From: Bil Corry <bil@corry.biz>
Date: Wed, 01 Apr 2009 10:05:17 -0500
To: Julian Reschke <julian.reschke@gmx.de>
CC: Adam Barth <w3c@adambarth.com>, "Roy T. Fielding" <fielding@gbiv.com>, HTTP Working Group <ietf-http-wg@w3.org>
Message-ID: <49D382AD.8090600@corry.biz>

Julian Reschke wrote on 4/1/2009 3:46 AM: 
> Adam Barth wrote:
>> On Tue, Mar 31, 2009 at 7:44 PM, Roy T. Fielding <fielding@gbiv.com>
>> wrote:
>>> It is impossible to determine a media-type (how a recipient should
>>> process a given representation) by sniffing the content (the data
>>> format).
>>
>> Regardless, many popular user agents override the server-provided MIME
>> type after examining the content of HTTP responses.
> 
> But only for a certain set of MIME types, which are known to be
> frequently incorrect, right?

I don't know if it has changed, but Internet Explorer will sniff when no mime-type is provided, or when the mime type is something IE knows about:

 http://blogs.msdn.com/ie/archive/2005/02/01/364581.aspx

Of course, IE8 added a flag that allows sites to turn off content sniffing, so that would be the exception.


>>> When a media type
>>> is not present (or is detectably incorrect), only the implementation
>>> doing the processing can determine an appropriate guess because that
>>> guess is almost always determined by the context in which the
>>> reference was made (not by the content).
>>
>> Content sniffing algorithms in browsers largely ignore the context in
>> which the HTTP response is being used.  Specifically, algorithm for
>> computing the effective MIME type is a function of the HTTP response
>> alone (both in practice and in draft-abarth-mime-sniff).
> 
> My understanding was that the context *is* relevant (stylesheet? image?).
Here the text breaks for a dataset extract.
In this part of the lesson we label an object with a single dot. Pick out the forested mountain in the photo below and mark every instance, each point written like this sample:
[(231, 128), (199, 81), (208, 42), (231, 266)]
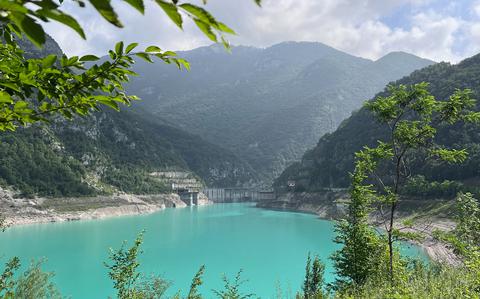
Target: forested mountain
[(329, 163), (108, 151), (266, 105)]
IE will sniff images and render them as HTML if it believes they're actually HTML:

 http://www.heise-online.co.uk/security/Risky-MIME-sniffing-in-Internet-Explorer--/features/112589



>> ...
>> I don't think that content sniffing will magically disappear if we
>> just ignore it long enough.  Instead, we should shed some light on
>> this dark corner of reality.
>> ...
> 
> As long as it is clear that it's still an option not to sniff at all,
> and as long as the goal remains to minimize the amount of sniffing going
> on...

Microsoft tried turning off mime sniffing for plain/text and it broke a bunch of sites:

 http://blogs.msdn.com/ie/archive/2005/02/01/364581.aspx

Undoubtedly, that was the impetus for adding the flag to turn off content sniffing.  I think it's safe to assume content sniffing in IE won't be going away any time soon.


> That said, why is it important that the HTTP spec references this document?

Adam Barth's comments from earlier in the thread:

-----
When different user agents use different sniffing algorithms, content
authors pay a large cost, both in terms of compatibility and in terms
of security.  For user agents that wish to perform sniffing, I think
we'd be doing the Web a service by specifying which algorithm they
should use.
-----


- Bil

Received on Wednesday, 1 April 2009 15:05:56 UTC